Vanessa – Je ne sais pas… Vous avez des idées ?

Patrick – Et si on demandait aux gens ce qu’ils veulent.

Vanessa – Parce que vous croyez qu’ils veulent tous la même chose, les gens ? Ce serait trop simple…

Patrick – Alors qu’est-ce qu’on peut faire ?

Vanessa – Jusqu’ici, tous les présidents se sont efforcés de ne déplaire à personne… en ne faisant rien du tout.

Patrick – Dans ce cas, autant supprimer le Président de la République.

Vanessa – Là, vous m’épatez, Patrick… C’est en effet une idée révolutionnaire. Après avoir proposé de supprimer le Sénat… Il ne reste plus qu’à supprimer aussi l’Assemblée, et on ne sera pas loin de la restauration.

Patrick – La restauration ? Vous voulez dire la restauration rapide ?

Vanessa – La restauration de la monarchie ! Mais une monarchie populaire, cette fois.
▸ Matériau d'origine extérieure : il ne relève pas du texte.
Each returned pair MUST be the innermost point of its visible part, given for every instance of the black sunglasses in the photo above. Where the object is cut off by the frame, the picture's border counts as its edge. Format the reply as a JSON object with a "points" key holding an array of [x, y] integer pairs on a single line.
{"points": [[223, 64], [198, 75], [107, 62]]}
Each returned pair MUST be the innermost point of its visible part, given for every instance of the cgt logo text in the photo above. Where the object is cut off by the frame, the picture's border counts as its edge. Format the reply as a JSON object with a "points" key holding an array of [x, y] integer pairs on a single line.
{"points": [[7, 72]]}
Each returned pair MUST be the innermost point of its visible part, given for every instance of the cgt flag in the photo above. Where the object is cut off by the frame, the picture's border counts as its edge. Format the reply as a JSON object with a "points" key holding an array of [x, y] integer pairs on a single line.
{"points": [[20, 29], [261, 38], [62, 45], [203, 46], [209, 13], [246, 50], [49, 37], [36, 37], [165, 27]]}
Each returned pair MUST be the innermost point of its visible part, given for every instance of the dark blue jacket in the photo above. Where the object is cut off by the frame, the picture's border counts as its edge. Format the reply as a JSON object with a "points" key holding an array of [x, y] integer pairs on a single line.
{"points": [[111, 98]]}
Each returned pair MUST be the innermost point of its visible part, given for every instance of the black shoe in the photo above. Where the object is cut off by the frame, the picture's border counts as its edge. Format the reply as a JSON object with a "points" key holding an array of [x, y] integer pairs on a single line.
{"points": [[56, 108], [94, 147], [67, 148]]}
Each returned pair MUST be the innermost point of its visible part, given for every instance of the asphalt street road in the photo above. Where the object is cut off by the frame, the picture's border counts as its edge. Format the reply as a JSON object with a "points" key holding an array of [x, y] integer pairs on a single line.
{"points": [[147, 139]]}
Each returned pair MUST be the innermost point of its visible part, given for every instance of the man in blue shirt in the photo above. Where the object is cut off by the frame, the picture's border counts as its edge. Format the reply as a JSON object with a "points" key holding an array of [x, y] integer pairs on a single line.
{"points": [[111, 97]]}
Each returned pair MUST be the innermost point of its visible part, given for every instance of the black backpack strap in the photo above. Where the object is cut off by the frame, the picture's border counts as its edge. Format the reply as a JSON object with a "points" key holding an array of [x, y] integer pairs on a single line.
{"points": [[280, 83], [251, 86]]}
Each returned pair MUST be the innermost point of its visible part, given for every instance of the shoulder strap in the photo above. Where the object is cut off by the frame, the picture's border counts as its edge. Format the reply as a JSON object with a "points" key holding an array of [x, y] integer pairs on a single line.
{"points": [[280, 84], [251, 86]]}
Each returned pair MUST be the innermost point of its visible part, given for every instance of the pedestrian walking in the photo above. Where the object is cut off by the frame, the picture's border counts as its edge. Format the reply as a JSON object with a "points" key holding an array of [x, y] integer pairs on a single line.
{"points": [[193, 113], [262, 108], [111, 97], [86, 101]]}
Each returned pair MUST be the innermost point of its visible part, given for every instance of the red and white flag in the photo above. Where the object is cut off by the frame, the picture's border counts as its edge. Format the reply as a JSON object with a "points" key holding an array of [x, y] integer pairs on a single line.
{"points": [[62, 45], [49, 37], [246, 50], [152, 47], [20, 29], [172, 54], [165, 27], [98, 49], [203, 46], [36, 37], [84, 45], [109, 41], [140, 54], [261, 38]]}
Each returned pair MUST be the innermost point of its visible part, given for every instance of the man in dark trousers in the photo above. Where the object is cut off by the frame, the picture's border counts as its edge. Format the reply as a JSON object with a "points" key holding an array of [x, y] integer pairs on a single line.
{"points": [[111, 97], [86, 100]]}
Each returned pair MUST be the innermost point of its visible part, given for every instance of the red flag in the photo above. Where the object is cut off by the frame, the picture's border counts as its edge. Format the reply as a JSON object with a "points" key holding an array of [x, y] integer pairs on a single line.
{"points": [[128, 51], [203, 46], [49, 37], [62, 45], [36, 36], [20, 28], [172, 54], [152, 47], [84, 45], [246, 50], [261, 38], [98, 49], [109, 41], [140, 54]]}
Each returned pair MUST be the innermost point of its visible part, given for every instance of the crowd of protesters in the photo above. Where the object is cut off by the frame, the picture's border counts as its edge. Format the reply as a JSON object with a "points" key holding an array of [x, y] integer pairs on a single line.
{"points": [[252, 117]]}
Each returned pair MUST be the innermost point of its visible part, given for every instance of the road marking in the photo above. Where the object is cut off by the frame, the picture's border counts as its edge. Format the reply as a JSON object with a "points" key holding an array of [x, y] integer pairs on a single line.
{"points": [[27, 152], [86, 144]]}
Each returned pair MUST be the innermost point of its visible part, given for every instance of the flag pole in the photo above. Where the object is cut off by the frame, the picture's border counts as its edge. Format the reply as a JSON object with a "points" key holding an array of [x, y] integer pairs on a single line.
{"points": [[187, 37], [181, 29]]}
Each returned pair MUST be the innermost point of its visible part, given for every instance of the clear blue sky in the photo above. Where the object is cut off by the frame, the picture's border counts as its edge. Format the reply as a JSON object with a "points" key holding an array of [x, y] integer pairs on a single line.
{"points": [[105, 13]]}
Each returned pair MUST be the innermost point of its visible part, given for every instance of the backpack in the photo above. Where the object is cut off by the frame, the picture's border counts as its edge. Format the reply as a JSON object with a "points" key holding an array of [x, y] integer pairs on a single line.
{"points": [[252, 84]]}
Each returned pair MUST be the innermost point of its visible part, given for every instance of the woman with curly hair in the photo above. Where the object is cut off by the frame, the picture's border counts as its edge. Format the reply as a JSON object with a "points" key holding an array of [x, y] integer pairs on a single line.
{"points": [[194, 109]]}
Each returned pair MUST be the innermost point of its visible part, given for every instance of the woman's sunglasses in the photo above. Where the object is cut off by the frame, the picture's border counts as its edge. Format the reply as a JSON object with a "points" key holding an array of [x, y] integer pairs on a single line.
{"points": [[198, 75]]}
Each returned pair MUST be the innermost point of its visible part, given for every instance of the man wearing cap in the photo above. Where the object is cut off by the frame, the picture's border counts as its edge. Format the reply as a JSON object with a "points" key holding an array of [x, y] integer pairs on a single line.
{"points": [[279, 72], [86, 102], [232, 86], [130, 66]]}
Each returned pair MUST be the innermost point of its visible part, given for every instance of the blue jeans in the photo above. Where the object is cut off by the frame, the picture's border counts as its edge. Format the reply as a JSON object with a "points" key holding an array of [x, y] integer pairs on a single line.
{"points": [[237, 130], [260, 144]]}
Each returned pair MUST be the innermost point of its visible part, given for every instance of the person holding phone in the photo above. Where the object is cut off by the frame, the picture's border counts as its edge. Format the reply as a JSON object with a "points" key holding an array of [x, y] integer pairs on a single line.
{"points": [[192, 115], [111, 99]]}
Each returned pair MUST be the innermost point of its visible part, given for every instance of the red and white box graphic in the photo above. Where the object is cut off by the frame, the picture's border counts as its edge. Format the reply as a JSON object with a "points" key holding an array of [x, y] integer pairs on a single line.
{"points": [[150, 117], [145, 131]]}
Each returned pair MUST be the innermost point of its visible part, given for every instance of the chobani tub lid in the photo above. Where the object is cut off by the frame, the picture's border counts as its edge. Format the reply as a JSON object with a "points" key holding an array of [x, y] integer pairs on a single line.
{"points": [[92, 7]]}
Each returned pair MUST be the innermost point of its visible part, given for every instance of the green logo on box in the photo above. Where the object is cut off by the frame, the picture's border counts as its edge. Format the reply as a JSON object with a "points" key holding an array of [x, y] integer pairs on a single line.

Avec un souverain issu du peuple, comme vous. (Son téléphone sonne et elle répond) Oui ? Oui, il est avec moi justement. Très bien, je lui dis tout de suite… (Elle raccroche) Chatterton vous cherche.

Patrick (pas rassuré) – Vous ne voulez pas rester avec moi ?

Vanessa – C’est vous le candidat, Patrick. Maintenant, il va falloir faire face… (Alex arrive) Je vous laisse… Mais rassurez-vous, je ne serai pas loin…

Vanessa sort. Alex arrive.

Alex – Alors Patrick ? Vous ne regrettez pas votre boulot de chauffeur ?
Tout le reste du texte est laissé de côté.